El dicho de «cada cabeza es un mundo» no podría tener más sentido de lo cierto. Porque el mundo «real» sólo existe como pulsaciones electromagnéticas, partículas químicas que percibimos con nuestros limitados sentidos y traducimos dentro de nuestros cerebros. No hay forma de saber si mi verde es el mismo que el del vecino. Tampoco hay una manera exacta de transmitir todas las ideas que se comunican las neuronas que llevamos (cuando logran la sinapsis).
Me pasa con el karate. Yo sé cómo se deben ver los pasos, una secuencia elegante de movimientos continuos, gráciles y fuertes, cuerpos moviéndose como agua y golpeando como hierro. Tengo el conocimiento dentro de mi cabeza. Podría decir que tengo la verdad. Pero, al momento de sacarlo, me parezco más a una gallina desplumada cacareando por el patio que a un tigre acechando la selva.
¿Cuál es la verdad que importa? ¿Saber el contenido del examen o ganarlo y olvidar el material? ¿Amar con todo el corazón a alguien y nunca decírselo, o querer un poco menos, pero demostrarlo? Podría saberme todos los chistes del mundo, pero si no los cuento, no soy graciosa. ¿O sí?

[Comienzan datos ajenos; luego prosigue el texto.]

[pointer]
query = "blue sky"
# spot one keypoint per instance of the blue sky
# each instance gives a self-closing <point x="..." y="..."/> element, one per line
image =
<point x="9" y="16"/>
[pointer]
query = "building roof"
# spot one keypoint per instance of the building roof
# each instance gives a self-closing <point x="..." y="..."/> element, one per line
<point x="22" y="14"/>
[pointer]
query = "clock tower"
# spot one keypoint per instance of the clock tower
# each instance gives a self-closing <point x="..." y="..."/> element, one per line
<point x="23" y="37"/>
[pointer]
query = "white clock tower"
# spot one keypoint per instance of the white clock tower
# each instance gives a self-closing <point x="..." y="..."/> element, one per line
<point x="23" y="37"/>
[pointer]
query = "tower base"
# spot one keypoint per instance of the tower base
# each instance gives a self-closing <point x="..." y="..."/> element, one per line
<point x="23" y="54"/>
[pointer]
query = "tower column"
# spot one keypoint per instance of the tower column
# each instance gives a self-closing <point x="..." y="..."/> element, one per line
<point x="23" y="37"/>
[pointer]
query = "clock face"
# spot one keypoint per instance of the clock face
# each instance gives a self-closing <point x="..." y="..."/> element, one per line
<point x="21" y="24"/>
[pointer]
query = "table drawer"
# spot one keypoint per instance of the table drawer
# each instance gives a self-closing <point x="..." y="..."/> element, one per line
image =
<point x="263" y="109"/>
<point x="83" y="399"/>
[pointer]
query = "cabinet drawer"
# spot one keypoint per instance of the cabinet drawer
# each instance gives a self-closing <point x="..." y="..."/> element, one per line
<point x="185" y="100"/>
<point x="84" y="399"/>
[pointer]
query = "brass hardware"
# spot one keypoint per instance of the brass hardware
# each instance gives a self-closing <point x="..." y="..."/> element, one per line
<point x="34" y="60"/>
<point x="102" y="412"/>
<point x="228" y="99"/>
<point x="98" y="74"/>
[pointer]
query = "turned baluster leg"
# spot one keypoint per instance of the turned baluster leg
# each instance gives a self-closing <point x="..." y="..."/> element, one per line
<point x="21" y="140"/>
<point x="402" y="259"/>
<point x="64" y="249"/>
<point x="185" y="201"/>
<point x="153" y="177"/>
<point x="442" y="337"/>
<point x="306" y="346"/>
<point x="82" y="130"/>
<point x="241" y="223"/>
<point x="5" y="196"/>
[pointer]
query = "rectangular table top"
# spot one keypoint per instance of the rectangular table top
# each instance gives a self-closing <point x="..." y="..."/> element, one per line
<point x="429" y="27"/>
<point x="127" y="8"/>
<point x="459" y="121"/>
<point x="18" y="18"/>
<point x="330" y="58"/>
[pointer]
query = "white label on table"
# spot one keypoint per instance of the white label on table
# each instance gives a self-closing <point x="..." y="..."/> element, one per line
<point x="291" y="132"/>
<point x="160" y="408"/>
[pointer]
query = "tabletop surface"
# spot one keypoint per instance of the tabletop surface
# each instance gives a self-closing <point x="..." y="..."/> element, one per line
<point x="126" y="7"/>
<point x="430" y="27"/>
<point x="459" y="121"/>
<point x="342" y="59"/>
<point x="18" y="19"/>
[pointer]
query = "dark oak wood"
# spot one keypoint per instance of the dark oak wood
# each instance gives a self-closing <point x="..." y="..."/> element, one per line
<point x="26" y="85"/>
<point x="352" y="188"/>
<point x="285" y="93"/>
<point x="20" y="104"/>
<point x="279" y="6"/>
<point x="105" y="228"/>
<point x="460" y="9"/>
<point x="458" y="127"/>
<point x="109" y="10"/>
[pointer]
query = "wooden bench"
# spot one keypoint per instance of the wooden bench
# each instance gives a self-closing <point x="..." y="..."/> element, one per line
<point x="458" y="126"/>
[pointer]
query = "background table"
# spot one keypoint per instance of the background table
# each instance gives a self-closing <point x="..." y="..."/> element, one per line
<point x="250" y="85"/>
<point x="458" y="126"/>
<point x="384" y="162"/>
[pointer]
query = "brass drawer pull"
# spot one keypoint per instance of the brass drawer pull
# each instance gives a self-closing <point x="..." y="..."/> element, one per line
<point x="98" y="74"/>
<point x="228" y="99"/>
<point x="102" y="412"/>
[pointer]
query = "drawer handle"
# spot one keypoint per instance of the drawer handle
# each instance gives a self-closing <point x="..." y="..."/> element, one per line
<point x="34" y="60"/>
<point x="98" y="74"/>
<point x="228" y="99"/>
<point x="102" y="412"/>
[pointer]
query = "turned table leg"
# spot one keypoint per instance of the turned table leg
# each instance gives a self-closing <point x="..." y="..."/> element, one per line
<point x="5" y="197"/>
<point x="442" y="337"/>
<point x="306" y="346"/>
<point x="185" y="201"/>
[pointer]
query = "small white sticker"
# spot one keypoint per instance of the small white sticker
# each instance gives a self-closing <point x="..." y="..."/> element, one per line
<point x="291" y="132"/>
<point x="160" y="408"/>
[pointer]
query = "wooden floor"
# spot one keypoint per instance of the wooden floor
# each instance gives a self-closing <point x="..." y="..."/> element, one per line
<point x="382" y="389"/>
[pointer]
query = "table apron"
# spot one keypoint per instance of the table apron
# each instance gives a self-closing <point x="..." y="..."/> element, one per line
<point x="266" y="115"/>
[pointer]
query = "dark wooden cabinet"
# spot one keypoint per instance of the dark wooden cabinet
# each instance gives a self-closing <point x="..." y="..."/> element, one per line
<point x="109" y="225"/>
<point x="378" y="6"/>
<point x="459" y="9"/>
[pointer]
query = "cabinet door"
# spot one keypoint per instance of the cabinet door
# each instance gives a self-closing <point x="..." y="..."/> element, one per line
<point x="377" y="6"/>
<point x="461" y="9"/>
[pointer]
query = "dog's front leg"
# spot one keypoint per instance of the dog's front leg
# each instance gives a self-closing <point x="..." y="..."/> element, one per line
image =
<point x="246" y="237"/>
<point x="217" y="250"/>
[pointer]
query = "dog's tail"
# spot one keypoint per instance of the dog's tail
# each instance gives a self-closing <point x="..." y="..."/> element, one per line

¿Cuánta de nuestra vida transcurre en experiencias que sólo suceden en nuestra mente? ¿Cuántas veces hemos arreglado una discusión pasada, volviéndola a revivir y contestando todo lo que no pudimos decir en su momento?
La vida interior que no se manifiesta es una luz escondida, desperdiciada. La vida exterior sin contenido es una nota estridente que no se une con una armonía más compleja.
Y allí, tratando de econtrar el medio, estoy yo. Practica y practica las katas para no aletear.